Turkish banks’ funding costs to likely drop after rate cut: Moody’s
LONDON
On April 20, the Central Bank cut its overnight lending rate 50 basis points to 10 percent.
“Turkish banks will likely benefit from lower funding costs on Turkish lira short-term borrowings, which are pegged to the Borsa Istanbul interbank rate [BIST] and which the banks use to fund their loan portfolios,” said Moody’s.
The 10 percent overnight lending rate marks the upper end of Turkey’s so-called interest rate corridor and its reduction will narrow the corridor for the BIST, the key reference rate for Turkish banks.
“We expect Turkish banks to gradually reduce their rates on Turkish lira customer deposits, which are approximately 34 percent of total liabilities. Given that the Turkish banks’ deposits tend to be predominantly shorter term [up to three months] compared with longer-term bank assets, the banks’ lower funding costs will benefit their net interest income.
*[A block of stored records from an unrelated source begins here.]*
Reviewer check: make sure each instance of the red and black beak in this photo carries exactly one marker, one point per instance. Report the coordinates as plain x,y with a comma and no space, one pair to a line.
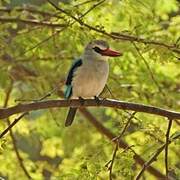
111,53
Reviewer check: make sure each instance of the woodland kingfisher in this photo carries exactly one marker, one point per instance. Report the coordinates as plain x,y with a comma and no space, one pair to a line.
88,75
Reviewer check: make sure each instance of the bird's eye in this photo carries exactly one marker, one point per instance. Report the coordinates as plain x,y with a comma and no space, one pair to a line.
97,49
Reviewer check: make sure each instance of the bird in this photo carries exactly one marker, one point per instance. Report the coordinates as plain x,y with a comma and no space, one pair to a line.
88,75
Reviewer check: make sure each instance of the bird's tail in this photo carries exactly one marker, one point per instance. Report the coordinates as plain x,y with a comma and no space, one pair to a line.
70,116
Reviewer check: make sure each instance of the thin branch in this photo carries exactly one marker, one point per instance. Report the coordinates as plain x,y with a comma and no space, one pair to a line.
117,140
12,124
6,112
104,131
20,160
115,35
166,147
150,71
30,10
93,7
154,157
31,22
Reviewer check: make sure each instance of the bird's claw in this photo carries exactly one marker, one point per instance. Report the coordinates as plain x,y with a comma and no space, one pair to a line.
81,101
98,101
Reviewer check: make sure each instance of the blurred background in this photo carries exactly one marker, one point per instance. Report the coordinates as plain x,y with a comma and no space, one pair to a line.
38,43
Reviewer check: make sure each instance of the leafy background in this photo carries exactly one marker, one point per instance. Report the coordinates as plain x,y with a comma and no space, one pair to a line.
35,57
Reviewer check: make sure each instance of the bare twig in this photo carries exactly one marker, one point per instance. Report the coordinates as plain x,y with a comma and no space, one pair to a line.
117,140
30,10
118,36
150,71
6,112
31,22
20,160
12,124
154,157
103,130
166,147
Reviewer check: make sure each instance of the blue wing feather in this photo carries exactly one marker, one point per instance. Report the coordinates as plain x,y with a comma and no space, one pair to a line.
68,89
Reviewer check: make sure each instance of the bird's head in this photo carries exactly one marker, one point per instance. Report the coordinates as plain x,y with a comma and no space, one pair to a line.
99,50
However, repricing lira-based customer deposits could be hindered by competition for lira customer funding, which may keep interest rates elevated despite the reduction in key reference rates,” it noted.
“Notwithstanding the credit-positive rate cut, the financial fundamentals of Turkish banks remain under downward pressure owing to an economic slowdown and dependence on confidence-driven wholesale market funding. Furthermore, given that foreign currency funding in the banking system accounts for up to 50 percent of total liabilities, the Turkish lira exchange rate has a direct bearing on banks’ profitability,” it warned.
“If the lira is pressured by expectations of a further interest rate reduction, it could reverse the benefits to the cost of funding which are due to the rate cut. In the past, lira depreciation has been accompanied by a growing dollarization of liabilities and increased cost of funding for Turkish banks,” the Moody’s note concluded.